Two observers independently collected data for 60% of observations in the error analysis. The primary data collectors were Board Certified Behavior Analysts who were enrolled in a doctoral program with five or more years of experience with behavioral data collection. Secondary observers were undergraduate students with less than one year of experience with data collection. Secondary observers were trained in the data collection procedures until interval-by-interval IOA was 80% or greater for three consecutive observations. To calculate interval-by-interval IOA, each interval was 5-s in duration (identical to the MTS value), and the interval was scored as an agreement if both observers recorded that the participant was (or was not) talking. The number of agreements was divided by the total number of 5-s intervals and multiplied by 100. To calculate occurrence IOA, the number of agreements that a participant was talking was divided by the number of intervals that at least one observer recorded that talking occurred and multiplied by 100. Mean interval-by-interval IOA was 91.90%, and mean occurrence IOA was 75.38%. Occurrence IOA was fairly low, likely because the overall occurrence of talking was somewhat low (28.52% percentage of intervals).
We replicated the error analysis procedure described by Hanley et al. (2007) with ten students. Each student was observed in one 18min observation. Observers recorded talking using a 5-s MTS. In the final second of each 5-s interval, observers recorded whether or not the target student was talking. This procedure was repeated for the remaining nine students. From the 5-s record, we interpolated 10-, 20-, 30-, 60-, 90-, 120-, 180-, 360-, 540-, and 1080-s MTS intervals (see Table 1). To interpolate the 10-s MTS, we only included values scored at intervals of 10 in the calculation. For example, if the observer scored talking at seconds 5, 10, and 20, only seconds 10 and 20 contributed to the percentage of intervals calculation for the 10 s MTS. This was repeated for each of the MTS values.
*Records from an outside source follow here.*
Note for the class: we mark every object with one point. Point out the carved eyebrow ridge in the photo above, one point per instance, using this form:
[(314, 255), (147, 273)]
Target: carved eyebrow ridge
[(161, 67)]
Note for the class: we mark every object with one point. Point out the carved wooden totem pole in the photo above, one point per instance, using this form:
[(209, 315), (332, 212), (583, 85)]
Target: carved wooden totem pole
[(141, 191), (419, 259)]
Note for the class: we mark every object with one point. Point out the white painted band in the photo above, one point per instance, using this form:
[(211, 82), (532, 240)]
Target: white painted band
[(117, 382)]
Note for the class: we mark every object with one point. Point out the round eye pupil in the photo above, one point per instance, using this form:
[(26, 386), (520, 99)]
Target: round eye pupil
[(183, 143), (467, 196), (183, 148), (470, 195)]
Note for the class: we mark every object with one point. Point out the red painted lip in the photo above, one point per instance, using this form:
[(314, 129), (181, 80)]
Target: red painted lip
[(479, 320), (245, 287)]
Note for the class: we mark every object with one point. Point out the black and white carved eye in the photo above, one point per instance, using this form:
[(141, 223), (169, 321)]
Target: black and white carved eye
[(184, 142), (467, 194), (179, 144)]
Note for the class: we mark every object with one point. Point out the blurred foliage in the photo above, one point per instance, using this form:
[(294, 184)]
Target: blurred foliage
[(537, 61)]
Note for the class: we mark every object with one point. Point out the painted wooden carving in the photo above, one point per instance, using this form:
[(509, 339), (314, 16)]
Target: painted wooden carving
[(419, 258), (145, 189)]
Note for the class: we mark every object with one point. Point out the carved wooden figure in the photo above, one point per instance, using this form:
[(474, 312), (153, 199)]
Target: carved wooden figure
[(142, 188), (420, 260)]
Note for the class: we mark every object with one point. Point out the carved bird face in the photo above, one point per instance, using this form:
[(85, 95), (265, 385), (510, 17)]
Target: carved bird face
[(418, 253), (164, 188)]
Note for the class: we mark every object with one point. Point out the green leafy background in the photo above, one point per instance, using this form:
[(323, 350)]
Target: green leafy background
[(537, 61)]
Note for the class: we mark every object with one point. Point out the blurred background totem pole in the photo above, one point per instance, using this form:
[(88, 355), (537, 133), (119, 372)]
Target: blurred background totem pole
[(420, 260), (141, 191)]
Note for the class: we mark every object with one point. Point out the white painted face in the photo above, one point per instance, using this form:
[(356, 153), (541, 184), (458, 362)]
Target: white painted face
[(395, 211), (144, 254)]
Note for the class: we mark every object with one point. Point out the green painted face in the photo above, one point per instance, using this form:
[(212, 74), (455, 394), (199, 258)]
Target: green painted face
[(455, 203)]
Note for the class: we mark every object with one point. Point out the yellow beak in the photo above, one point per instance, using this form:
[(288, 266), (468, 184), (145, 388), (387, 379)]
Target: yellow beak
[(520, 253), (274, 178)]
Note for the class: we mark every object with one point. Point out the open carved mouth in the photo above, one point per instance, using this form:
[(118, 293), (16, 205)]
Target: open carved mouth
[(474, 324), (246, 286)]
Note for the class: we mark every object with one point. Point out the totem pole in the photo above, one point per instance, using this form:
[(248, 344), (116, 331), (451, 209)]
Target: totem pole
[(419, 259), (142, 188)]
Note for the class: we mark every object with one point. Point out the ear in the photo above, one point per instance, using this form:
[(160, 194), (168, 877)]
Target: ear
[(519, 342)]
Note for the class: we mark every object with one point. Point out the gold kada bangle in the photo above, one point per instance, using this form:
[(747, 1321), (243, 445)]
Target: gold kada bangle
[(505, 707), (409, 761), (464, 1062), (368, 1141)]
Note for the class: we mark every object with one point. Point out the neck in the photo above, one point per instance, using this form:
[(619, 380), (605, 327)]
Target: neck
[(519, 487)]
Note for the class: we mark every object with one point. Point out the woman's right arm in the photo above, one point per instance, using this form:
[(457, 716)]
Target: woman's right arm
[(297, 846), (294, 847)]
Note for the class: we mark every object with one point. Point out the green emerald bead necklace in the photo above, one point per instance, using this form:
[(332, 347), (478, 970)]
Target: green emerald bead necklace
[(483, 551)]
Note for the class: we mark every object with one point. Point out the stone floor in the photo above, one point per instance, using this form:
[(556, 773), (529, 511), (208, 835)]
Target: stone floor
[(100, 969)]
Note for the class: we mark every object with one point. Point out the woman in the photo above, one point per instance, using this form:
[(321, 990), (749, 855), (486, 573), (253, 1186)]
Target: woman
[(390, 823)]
We subtracted the percentage of intervals for each MTS value from the percentage of intervals obtained by the 5-s MTS to obtain a difference score. As in Hanley et al., we considered intervals with difference scores less than 10% as acceptable and evaluated those values in the IOA analysis.
Results and Discussion
Figure 1 depicts the mean difference scores collapsed across participants at each interpolated MTS value. Intervals of 10, 20, 30, 60, and 90 s produced mean difference scores of 2.87%, 4.35%, 4.26%, 6.57%, and 6.48%, respectively. Values greater than 90 s produced mean difference scores above 10%. Therefore, 30-, 60-, and 90-s intervals were considered acceptable and assessed in the IOA analysis. The difference scores for intervals of 10 and 20 s were also less than 10 s; however, like Hanley et al. (2007), these intervals were not considered for the IOA analysis because (a) the difference scores were similar to the 30-s MTS and (b) the interval sizes in the rMTS would have been extremely small (e.g., 0.5 s).
A potential limitation of Experiment 1 is that a 5-s MTS was used as the standard rather than continuous measurement. Even small intervals may have some nonsystematic error. However, prior research has shown that 5-s MTS values result in nearly identical percentage of intervals scored as continuous measurement (Powell et al., 1977). Furthermore, we chose to use a 5-s MTS to ensure that our results and those of Hanley et al. (2007) were mutually interpretable.
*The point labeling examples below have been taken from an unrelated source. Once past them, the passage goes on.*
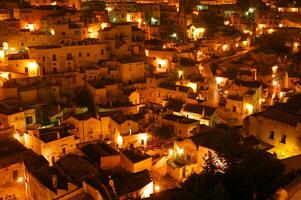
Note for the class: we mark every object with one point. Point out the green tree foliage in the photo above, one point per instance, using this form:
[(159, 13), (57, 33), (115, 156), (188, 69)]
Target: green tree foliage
[(83, 98), (249, 173)]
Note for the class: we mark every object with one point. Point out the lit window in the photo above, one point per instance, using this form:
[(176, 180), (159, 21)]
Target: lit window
[(272, 135)]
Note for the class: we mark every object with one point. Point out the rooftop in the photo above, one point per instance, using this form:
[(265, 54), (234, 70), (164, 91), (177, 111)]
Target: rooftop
[(126, 182), (199, 109), (173, 86), (77, 168), (102, 83), (10, 147), (135, 156), (95, 151), (281, 116), (51, 134), (179, 119)]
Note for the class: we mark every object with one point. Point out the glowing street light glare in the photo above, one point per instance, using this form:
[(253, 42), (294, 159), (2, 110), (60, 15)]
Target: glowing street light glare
[(271, 31), (170, 152), (109, 9), (180, 73), (5, 46), (225, 47), (249, 108), (274, 69), (31, 27), (180, 151)]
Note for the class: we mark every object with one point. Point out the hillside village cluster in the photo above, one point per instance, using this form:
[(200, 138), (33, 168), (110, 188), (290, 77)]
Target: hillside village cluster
[(125, 99)]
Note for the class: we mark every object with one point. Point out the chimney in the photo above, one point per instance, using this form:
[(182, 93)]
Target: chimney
[(54, 181)]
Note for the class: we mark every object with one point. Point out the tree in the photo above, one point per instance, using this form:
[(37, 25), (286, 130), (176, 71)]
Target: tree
[(250, 172)]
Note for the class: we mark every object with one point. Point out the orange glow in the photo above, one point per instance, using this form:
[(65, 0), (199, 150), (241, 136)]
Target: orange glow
[(31, 27)]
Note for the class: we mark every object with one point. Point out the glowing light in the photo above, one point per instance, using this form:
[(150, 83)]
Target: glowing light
[(180, 151), (16, 136), (249, 108), (195, 32), (104, 25), (271, 30), (129, 17), (2, 54), (245, 43), (31, 27), (32, 65), (93, 33), (119, 140), (225, 47), (5, 46), (170, 153), (193, 86), (274, 69), (262, 100), (109, 9), (153, 21), (146, 52), (248, 32), (261, 26), (4, 75), (20, 179), (157, 188), (251, 10), (144, 137), (161, 62), (52, 32), (296, 44), (218, 80), (180, 73)]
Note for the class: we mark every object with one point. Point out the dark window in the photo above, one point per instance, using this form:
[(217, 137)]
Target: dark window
[(283, 139), (272, 135)]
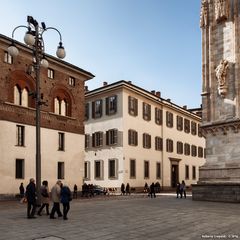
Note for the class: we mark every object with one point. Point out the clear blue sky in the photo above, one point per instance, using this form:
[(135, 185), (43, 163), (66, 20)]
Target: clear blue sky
[(156, 44)]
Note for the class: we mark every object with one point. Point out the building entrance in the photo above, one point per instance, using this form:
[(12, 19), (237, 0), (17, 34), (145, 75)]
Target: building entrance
[(175, 175)]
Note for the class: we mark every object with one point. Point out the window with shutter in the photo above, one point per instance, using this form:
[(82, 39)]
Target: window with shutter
[(132, 106), (111, 105), (158, 116), (146, 112), (179, 123), (169, 119), (186, 126)]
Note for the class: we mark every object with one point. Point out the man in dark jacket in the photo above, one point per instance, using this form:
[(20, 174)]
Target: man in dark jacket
[(31, 198)]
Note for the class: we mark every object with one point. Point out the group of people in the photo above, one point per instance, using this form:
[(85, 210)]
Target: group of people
[(60, 193), (125, 190), (181, 189), (152, 189)]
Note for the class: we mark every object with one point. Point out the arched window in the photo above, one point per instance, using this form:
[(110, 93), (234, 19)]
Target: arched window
[(20, 96), (25, 97), (63, 111), (56, 106), (17, 95)]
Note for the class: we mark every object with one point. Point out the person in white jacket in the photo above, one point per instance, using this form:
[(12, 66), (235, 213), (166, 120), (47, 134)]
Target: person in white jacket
[(55, 195)]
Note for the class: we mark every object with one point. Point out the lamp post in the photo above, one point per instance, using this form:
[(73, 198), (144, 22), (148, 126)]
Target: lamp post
[(34, 39)]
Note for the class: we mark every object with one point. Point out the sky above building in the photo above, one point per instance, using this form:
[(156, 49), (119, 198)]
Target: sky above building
[(156, 44)]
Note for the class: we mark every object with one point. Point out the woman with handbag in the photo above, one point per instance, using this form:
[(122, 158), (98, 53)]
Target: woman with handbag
[(44, 198), (66, 197)]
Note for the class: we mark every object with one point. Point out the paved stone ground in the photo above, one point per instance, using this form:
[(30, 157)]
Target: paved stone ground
[(122, 217)]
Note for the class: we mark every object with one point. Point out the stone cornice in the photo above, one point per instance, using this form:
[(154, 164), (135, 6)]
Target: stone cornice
[(221, 128)]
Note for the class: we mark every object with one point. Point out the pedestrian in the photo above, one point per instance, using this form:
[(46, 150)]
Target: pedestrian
[(65, 200), (44, 198), (183, 189), (56, 192), (21, 190), (31, 198), (122, 189), (152, 190), (128, 189), (75, 191), (157, 187), (146, 188), (178, 189)]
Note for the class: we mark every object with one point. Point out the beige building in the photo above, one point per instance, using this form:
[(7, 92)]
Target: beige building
[(62, 116), (135, 136)]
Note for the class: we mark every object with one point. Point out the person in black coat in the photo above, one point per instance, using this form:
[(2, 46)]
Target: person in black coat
[(31, 198), (21, 190), (152, 190), (65, 200)]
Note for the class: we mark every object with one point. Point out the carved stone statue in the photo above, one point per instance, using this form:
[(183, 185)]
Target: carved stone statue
[(221, 72), (204, 14), (221, 10)]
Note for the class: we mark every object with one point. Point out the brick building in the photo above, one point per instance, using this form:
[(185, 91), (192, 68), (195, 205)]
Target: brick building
[(62, 116)]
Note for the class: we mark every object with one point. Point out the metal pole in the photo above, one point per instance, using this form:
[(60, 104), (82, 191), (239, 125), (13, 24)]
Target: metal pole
[(37, 55)]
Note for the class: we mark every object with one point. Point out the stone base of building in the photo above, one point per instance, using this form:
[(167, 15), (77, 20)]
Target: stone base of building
[(217, 192)]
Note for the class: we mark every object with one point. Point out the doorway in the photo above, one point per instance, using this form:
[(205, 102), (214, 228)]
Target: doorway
[(174, 175)]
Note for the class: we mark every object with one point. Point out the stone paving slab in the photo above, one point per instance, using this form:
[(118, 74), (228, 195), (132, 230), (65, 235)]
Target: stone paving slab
[(122, 217)]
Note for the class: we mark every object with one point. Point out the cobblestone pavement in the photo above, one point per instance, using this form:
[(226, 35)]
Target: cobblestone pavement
[(123, 217)]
In addition, like Hanley et al. (2007), we interpolated larger MTS intervals from the 5-s MTS data. However, it is possible that data collected in real time with larger MTS intervals would be different than interpolated data. Unfortunately, it is extremely difficult to address this limitation. Two (or more, if collecting IOA) data collectors could record data for a given observation. One could use a 5-s MTS and the other could record data using a large MTS interval. However, discrepancies could be due to individual differences, poor IOA; or both, rather than measurement error. Alternatively, researchers could video-record observations and then have an observer score the data using each of the MTS intervals. However, differences in interpolated and real-time observations may be due to practice effects.
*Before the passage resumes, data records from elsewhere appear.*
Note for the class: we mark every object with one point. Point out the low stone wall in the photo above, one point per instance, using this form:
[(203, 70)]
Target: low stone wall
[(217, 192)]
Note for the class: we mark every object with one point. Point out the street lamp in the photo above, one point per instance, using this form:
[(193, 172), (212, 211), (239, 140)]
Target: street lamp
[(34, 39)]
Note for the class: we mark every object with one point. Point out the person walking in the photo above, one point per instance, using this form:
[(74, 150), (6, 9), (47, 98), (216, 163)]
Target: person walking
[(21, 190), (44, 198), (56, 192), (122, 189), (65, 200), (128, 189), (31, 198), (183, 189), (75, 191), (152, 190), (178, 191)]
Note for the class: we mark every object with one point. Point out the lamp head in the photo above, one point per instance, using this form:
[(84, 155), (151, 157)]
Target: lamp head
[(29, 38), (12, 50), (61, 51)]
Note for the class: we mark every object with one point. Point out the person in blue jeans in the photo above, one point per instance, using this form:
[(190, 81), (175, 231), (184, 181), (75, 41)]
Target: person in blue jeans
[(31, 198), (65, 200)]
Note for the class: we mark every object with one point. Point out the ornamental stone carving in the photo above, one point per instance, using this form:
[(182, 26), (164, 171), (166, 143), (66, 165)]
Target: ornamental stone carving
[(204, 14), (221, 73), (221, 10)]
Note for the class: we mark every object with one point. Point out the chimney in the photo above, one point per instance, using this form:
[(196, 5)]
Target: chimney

Like prior studies, we found that fairly large MTS intervals (up to 90 s) may still estimate a duration event similarly to MTS intervals of 5 s. Unlike Hanley et al. (2007) intervals of 120 s had difference scores larger than 10%. This may be due the variable nature of talking.
Talking started and stopped frequently, and each individual instance of talking was fairly short. Because we did not collect continuous data on talking, we cannot specify exactly how long each bout of talking lasted. However, it was not uncommon for talking to be scored in one interval but not the surrounding intervals, suggesting that it was sometimes 5 s or less. These results contrast with the findings of Wirth et al. (2014), which report that large MTS intervals (e.g., 90 s) are not appropriate for events that occur for a short duration (e.g., 5 s). Because intervals up to 90 s resulted in minimal error, it was possible to evaluate the rMTS for talking.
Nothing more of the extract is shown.